Mediation

Teil #5b: Wir wollen zusammenbleiben – so funktioniert eine Paarmediation

Im letzten Monat hat Nadine euch einen Fall vorgestellt, in der es um eine Paarmediation geht.
Sie beleuchtet die verschiedenen Phasen der Mediation; den ersten Teil könnt ihr hier nachlesen.

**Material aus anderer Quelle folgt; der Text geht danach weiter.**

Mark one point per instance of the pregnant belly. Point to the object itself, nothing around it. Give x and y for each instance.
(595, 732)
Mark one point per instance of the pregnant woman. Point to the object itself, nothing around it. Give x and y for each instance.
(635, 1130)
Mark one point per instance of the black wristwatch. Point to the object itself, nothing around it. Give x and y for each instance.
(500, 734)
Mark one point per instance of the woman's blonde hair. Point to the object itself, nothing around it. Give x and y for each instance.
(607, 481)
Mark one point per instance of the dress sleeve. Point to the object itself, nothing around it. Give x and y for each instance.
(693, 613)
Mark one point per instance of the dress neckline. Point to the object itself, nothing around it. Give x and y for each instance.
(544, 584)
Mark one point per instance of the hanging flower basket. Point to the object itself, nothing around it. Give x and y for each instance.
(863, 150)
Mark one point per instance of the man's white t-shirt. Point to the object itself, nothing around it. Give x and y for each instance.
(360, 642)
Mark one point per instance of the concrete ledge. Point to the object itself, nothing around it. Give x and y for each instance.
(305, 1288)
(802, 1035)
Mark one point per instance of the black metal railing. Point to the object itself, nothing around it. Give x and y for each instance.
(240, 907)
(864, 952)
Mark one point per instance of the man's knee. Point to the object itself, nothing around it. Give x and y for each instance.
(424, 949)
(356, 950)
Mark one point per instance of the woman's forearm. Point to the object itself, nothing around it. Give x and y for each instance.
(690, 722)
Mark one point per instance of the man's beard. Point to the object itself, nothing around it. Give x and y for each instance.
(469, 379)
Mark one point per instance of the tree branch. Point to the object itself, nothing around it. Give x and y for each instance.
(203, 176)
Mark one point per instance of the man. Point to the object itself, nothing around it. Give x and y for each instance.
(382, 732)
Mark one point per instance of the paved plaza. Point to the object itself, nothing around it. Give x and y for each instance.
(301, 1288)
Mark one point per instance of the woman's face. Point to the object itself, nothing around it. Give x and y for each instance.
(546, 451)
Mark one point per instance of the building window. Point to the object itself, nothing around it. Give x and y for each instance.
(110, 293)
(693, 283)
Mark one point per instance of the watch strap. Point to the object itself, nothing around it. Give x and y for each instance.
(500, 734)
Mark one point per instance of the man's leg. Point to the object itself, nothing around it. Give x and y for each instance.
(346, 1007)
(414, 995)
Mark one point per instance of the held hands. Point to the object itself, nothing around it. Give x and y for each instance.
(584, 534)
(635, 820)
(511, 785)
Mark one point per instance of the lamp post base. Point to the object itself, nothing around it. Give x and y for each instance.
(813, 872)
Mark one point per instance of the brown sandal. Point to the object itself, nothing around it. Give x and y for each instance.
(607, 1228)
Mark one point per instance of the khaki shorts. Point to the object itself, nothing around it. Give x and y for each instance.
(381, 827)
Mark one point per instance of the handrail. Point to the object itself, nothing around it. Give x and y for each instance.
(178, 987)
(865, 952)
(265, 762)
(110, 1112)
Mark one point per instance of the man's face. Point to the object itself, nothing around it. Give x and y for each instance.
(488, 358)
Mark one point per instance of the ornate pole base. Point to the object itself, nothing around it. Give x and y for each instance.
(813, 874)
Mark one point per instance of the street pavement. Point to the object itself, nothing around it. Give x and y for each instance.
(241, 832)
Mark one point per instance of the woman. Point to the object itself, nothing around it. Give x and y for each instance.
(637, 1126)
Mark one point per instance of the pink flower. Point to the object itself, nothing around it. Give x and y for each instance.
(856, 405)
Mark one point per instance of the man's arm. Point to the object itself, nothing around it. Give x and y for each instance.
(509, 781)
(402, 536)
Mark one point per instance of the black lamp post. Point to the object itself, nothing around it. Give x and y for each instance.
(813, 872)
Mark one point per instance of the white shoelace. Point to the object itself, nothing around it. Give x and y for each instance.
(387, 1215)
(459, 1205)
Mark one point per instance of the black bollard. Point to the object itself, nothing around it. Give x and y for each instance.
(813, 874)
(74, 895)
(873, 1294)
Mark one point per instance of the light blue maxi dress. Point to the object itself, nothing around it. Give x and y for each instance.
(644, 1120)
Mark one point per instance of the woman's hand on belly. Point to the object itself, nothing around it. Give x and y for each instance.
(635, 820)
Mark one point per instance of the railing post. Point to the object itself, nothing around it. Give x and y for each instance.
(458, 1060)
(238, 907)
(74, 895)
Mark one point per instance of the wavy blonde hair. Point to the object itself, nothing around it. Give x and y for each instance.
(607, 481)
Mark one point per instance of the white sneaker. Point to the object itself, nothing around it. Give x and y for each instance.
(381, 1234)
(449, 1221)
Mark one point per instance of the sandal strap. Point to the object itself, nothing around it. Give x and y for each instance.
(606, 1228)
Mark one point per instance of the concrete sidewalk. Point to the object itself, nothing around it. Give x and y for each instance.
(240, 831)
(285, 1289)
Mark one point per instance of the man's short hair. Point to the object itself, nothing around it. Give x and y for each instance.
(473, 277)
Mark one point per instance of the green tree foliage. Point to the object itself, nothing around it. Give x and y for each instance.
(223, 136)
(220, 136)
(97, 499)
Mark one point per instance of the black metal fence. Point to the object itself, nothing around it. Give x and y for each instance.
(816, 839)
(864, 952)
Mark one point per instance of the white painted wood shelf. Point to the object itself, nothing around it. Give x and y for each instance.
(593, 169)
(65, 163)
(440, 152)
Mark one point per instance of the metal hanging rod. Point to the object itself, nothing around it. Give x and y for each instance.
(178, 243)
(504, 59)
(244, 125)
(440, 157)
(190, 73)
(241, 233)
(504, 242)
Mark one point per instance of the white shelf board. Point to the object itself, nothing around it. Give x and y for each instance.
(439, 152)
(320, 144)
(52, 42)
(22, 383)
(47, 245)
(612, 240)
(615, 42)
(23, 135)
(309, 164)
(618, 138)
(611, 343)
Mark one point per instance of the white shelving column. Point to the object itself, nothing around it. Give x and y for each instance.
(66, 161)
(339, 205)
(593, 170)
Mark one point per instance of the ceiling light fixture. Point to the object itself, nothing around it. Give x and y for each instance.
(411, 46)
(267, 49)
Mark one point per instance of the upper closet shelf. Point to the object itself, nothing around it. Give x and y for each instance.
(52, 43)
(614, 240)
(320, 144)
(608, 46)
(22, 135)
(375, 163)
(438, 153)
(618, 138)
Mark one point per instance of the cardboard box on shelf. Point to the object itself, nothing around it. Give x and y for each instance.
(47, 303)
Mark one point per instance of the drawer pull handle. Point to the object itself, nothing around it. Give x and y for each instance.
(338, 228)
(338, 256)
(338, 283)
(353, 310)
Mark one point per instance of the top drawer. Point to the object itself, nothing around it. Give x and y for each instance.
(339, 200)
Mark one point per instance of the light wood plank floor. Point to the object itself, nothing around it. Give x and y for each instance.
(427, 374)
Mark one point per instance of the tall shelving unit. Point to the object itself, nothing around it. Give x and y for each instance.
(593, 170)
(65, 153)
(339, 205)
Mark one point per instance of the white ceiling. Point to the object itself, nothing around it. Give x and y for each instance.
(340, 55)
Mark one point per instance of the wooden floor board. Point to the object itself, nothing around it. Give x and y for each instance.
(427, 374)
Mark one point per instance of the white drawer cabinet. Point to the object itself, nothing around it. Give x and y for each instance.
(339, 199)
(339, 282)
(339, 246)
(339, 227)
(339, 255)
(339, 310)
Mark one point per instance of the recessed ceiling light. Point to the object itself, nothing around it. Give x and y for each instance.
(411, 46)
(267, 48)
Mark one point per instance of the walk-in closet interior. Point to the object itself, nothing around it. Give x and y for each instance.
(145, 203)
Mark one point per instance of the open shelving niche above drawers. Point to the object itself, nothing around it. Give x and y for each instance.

Teil #5b: Wir wollen zusammenbleiben – so funktioniert eine Paarmediation

Heute könnt ihr hier den zweiten Teil nachlesen und verstehen, wie eine Paarmediation stattfindet.
Wenn ihr Interesse an einer Mediation habt, könnt ihr die Magazin-Expertin Nadine auch jederzeit kontaktieren.

Und nun geht es weiter mit dem zweite Teil der Paarmediation.

Phase 3 der Paarmediation

Ziel: sich gegenseitig verstehen oder zumindest nachvollziehen können.

Beate, 37, und Michael, 34, wollten also nun über folgende Themen sprechen:

  • Ausgehen
  • Kindererziehung
  • Haushalt
  • Familienleben
  • Sexualität

Bevor wir starteten, bat ich die beiden darum:

  • In Ich-Botschaften zu sprechen
  • Anmerkungen auf einem Blatt Papier zu notieren und den anderen somit aussprechen zu lassen und
  • zu beachten, dass einige ihrer Themen die beiden als Paar betreffen, und andere ihre Eltern- beziehungsweise Familienebene

Es folgte ein sehr intensiver Dialog mit Höhen und Tiefen, mit Tränen und Lachen, mit lauten und leisen Stimmen…jeder trug seine Ansichten, Interessen und Anliegen bei und sie wechselten sich mit dem Beginnen eines jeweiligen Themas ab.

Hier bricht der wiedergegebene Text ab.